You need ginger scallion sauce on your noodles, in your fridge, and in your life. For real.” That’s David Chang’s advice in the Momofuku cookbook, so who am I to argue? I needed a noodle fix, and the recipe didn’t involve heating up the kitchen to the point where it was uninhabitable, so it was time to make dinner.

To make the sauce, I thinly sliced about 2 bunches of scallions, enough to make two and a half cups. I chopped some peeled fresh ginger and minced it in a Cuisinart mini-prep until I had a half cup. I measured out a quarter cup of grapeseed oil, one and a half teaspoons of light soy sauce, three quarters of a teaspoon of xiaoxing wine (you can substitute sherry vinegar), and three quarters of a teaspoon of kosher salt.

I mixed everything together and let it sit for twenty minutes.
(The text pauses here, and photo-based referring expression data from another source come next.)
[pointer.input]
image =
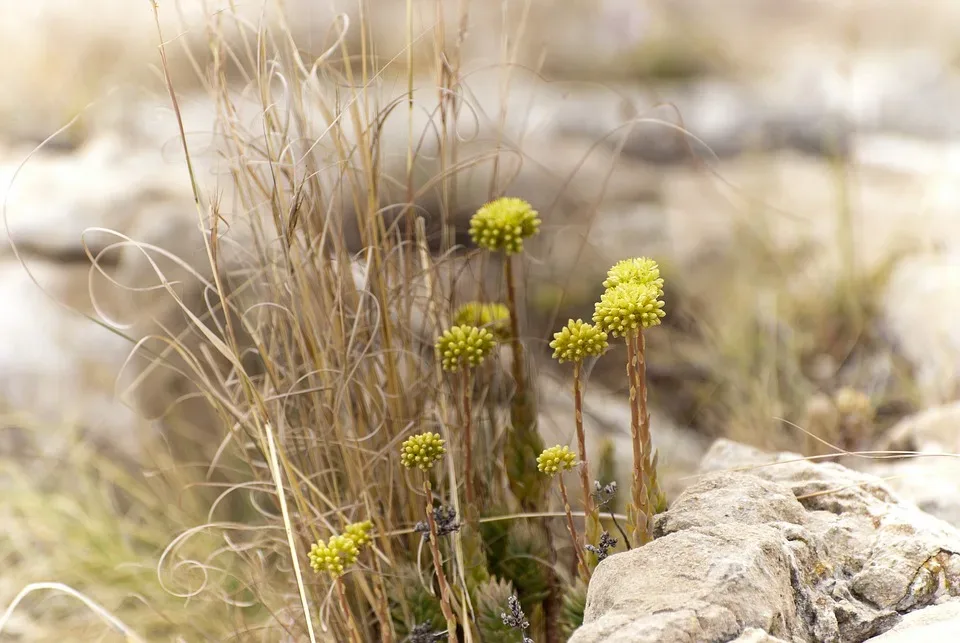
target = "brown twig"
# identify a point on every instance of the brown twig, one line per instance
(640, 495)
(577, 545)
(438, 568)
(592, 519)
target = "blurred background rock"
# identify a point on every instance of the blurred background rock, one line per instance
(792, 164)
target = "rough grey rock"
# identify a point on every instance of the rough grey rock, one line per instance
(756, 635)
(801, 551)
(939, 622)
(931, 478)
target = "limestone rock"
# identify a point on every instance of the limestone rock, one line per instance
(931, 478)
(939, 622)
(798, 550)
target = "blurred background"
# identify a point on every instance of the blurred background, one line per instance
(793, 165)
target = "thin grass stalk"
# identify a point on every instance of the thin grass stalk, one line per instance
(468, 447)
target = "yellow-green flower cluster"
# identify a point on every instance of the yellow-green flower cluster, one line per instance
(637, 270)
(556, 459)
(632, 299)
(578, 340)
(502, 225)
(493, 317)
(421, 451)
(359, 531)
(464, 345)
(625, 308)
(341, 551)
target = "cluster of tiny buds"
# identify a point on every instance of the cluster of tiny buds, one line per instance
(637, 270)
(422, 451)
(627, 307)
(503, 224)
(341, 550)
(556, 459)
(464, 345)
(445, 519)
(602, 549)
(578, 340)
(493, 317)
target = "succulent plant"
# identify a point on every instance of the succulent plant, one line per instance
(639, 270)
(493, 317)
(489, 601)
(406, 590)
(625, 308)
(577, 341)
(464, 345)
(522, 562)
(503, 224)
(556, 459)
(422, 451)
(335, 555)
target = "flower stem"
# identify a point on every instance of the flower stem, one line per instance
(639, 424)
(468, 446)
(592, 518)
(577, 545)
(345, 607)
(438, 568)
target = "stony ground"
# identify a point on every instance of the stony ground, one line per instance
(822, 145)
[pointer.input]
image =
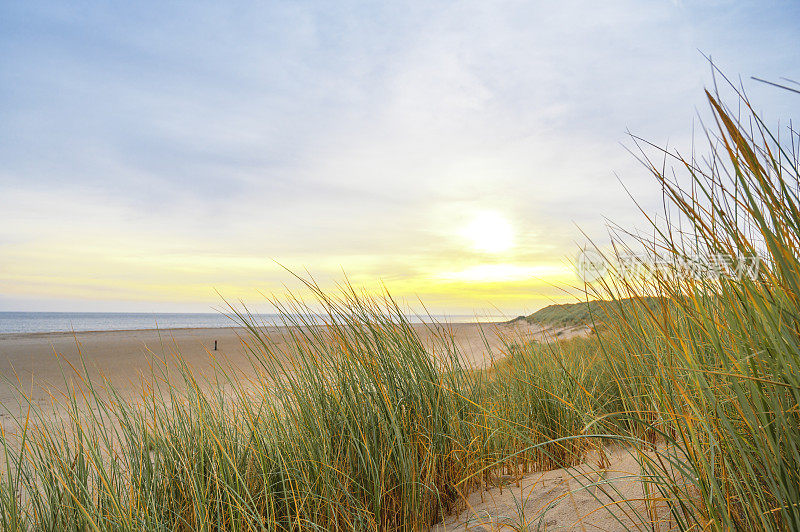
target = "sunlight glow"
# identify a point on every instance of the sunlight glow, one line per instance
(490, 232)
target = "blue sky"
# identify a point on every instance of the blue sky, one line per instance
(152, 153)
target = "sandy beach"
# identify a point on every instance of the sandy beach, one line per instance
(39, 364)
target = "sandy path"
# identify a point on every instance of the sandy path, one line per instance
(586, 498)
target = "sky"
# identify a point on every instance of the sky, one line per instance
(158, 156)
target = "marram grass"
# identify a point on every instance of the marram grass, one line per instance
(355, 426)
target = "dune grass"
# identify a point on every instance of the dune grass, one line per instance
(358, 427)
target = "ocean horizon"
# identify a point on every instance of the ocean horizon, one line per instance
(43, 322)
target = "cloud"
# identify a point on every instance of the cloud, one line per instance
(365, 137)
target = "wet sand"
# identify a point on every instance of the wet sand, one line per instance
(38, 364)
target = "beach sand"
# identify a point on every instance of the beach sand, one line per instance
(41, 364)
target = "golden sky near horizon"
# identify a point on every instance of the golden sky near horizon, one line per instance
(156, 158)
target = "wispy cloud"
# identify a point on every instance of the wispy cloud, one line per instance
(154, 152)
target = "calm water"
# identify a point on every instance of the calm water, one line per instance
(30, 322)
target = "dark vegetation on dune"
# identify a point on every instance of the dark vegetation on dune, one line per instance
(362, 430)
(587, 313)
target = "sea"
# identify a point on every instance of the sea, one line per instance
(40, 322)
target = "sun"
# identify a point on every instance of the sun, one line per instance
(490, 232)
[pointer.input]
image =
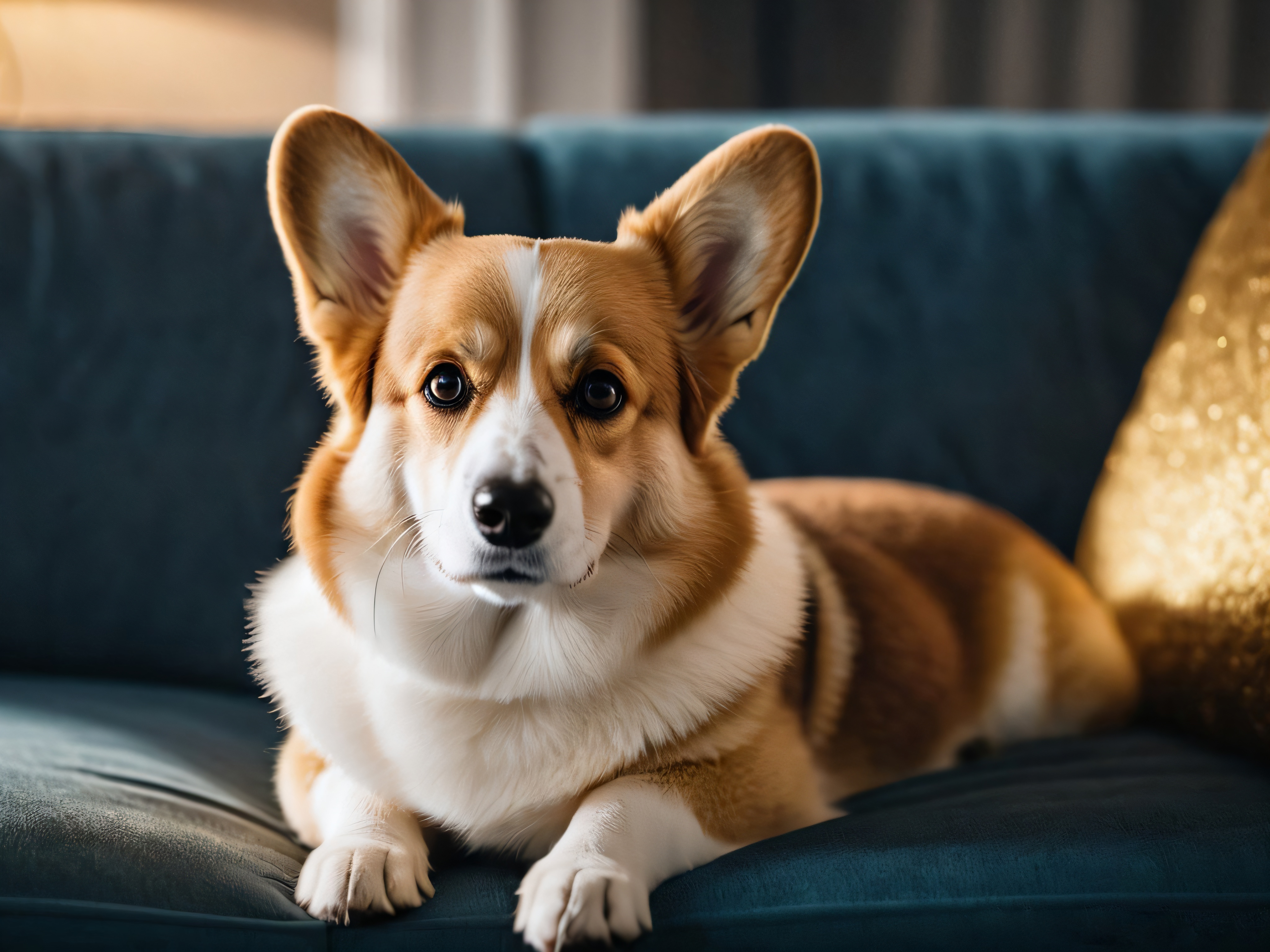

That’s the entirety of the sauce preparation.

While the sauce sat, I made some quick cucumber pickles (described here), sliced the remaining slab of char sui pork I had stashed in the Belm Utility Research Kitchen Deep Storage Facility, and brought a pot of salted water to the boil.

Having learned my lesson in the great #noodlefail incident, I used fresh prepared noodles from my local Korean market.

I boiled a pound of noodles for about five minutes, drained them, and then tossed them with about a cup of the ginger scallion sauce.

While the noodles boiled, I also heated up the pork slices.

For the final assembly I topped the noodles and sauce with a splash of soy sauce, the pork, and the pickle slices.

I’m sure I could get more authentic noodles from a Korean street vendor, but until I make the trip to Seoul, my version will be a more than acceptable substitute. The sauce alone is an ingredient worth having around all the time. I’ll leave the parting thought to Chang:

Ginger scallion sauce is one of the greatest sauces or condiments ever. Ever. … If you have ginger scallion sauce in the fridge, you will never go hungry: stir 6 tablespoons into a bowl of hot noodles and you’re in business. Or serve over a bowl of rice topped with a fried egg. Or with grilled meat or any kind of seafood. Or almost anything.

And now I have a whole list of quick recipes I can bang out on a hot summer night. Ginger scallion sauce FTW!